Menguat 0,2%, Rupiah Finis di Peringkat Tiga

Hidayat Setiaji, CNBC Indonesia
12 October 2018 16:44
Menguat 0,2%, Rupiah Finis di Peringkat Tiga
Ilustrasi Rupiah dan Dolar AS (CNBC Indonesia/Muhammad Sabki)
Jakarta, CNBC Indonesia - Nilai tukar rupiah terhadap dolar Amerika Serikat (AS) ditutup menguat di perdagangan pasar spot awal pekan ini. Namun dolar AS gagal dijaga di bawah Rp 15.200. 

Pada Jumat (12/10/2018), US$ 1 sama dengan Rp 15.200 kala penutupan pasar spot. Rupiah menguat 0,2% dibandingkan posisi penutupan perdagangan hari sebelumnya.  
Posisi rupiah pada penutupan pasar spot identik dengan kala pembukaan. Rupiah sempat menguat lebih tajam dari ini, dan bahkan menjadi yang terbaik di antara mata uang Asia.


Berikut pergerakan kurs dolar AS terhadap rupiah sepanjang hari ini: 



Seperti halnya rupiah, berbagai mata uang Asia pun mampu menguat terhadap dolar AS. Hari ini rupiah harus puas finis di posisi ketiga. Mata uang dengan kinerja terbaik jatuh kepada rupee India, dan posisi runner-up ditempati dolar Taiwan. 

Berikut perkembangan nilai tukar dolar AS terhadap sejumlah mata uang Asia pada pukul 16:16 WIB: 

 

Angin surga bertiup kencang bagi rupiah dan mata uang Asia lainnya. Angin ini datang dari kabar rencana pertemuan Presiden AS Donald Trump dan Presiden China Xi Jinping di sela-sela KTT G20 di Argentina bulan depan. 

"Ada perkembangan ke arah sana, tetapi belum konkret. Mereka (Trump dan Xi) punya banyak hal yang perlu dibicarakan, jadi kita lihat nanti," kata Lawrence 'Larry' Kudlow, Penasihat Ekonomi Gedung Putih, mengutip CNBC Internasional. 

G20 pun siap menjadi fasilitator pertemuan tersebut. Nicolas Dujovne, Menteri Keuangan Argentina, mengatakan tensi perang dagang As vs China harus diredakan.  

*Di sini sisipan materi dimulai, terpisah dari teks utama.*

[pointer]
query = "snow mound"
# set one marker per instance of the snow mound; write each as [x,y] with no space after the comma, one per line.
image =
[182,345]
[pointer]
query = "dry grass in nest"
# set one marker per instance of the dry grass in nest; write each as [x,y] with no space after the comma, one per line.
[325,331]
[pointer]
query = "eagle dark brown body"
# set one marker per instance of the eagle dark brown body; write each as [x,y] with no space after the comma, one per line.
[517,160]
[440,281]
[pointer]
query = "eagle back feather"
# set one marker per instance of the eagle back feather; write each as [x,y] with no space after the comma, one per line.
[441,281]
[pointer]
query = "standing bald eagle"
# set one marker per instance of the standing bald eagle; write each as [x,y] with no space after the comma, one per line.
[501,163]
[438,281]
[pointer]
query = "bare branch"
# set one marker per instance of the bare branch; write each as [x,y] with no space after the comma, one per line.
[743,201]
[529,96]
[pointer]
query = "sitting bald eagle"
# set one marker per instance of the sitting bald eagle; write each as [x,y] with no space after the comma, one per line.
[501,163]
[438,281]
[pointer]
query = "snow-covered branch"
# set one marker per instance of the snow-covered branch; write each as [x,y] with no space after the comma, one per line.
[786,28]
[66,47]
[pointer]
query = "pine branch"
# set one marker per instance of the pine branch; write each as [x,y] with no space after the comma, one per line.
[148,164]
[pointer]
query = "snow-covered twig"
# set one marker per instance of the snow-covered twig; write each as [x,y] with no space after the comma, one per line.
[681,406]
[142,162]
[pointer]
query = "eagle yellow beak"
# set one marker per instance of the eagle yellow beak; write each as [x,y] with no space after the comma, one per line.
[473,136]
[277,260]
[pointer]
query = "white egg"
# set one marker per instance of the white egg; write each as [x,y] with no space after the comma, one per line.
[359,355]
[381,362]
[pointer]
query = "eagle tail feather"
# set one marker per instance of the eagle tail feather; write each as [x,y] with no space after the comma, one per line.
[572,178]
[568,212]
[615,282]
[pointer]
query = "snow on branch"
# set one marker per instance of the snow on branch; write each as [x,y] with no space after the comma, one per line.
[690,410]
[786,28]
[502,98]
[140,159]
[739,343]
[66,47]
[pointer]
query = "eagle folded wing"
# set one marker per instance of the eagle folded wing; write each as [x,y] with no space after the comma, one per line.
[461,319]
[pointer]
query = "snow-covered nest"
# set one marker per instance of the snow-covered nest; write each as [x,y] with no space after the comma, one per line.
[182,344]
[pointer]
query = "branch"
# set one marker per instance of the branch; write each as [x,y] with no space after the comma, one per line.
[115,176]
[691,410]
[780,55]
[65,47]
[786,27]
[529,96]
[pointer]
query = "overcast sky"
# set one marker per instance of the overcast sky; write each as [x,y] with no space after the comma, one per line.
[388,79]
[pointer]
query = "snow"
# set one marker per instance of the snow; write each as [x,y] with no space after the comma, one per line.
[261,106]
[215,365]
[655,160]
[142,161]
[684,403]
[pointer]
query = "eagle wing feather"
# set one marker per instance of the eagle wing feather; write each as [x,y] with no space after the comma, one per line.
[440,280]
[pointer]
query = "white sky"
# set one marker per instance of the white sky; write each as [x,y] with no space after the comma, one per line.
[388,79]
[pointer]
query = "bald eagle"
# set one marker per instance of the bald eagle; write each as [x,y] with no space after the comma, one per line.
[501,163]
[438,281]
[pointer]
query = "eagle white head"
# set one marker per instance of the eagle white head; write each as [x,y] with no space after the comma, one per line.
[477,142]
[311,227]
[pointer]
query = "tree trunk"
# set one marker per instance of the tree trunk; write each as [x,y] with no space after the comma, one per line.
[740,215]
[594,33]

"G20 bisa menyediakan ruang untuk diskusi. Kita tahu bahwa tensi perdagangan sedang naik, dan kita semua harus berupaya menyelesaikannya. Kita semua sepakat tensi dagang ini harus diturunkan karena berdampak kepada sentimen di pasar dan volatilitas," tegas Dujovne, mengutip Reuters. 

Perang dagang AS vs China adalah salah satu risiko terbesar di perekonomian global saat ini. Bagaimana tidak, keduanya adalah kekuatan ekonomi terbesar dunia saat ini. Saat mereka saling hambat perdagangan, maka rantai pasok (supply chain) global tentu terganggu. 

Belum lagi perang dagang ini melebar jadi perang mata uang dan perang investasi. China dituding sengaja melemahkan mata uang yuan agar produk mereka tetap murah dan laku di pasar ekspor. Sementara AS tengah menggodok rencana membatasi aktivitas investasi perusahaan China di Negeri Paman Sam dengan alasan menjaga kepentingan dan keamanan nasional. 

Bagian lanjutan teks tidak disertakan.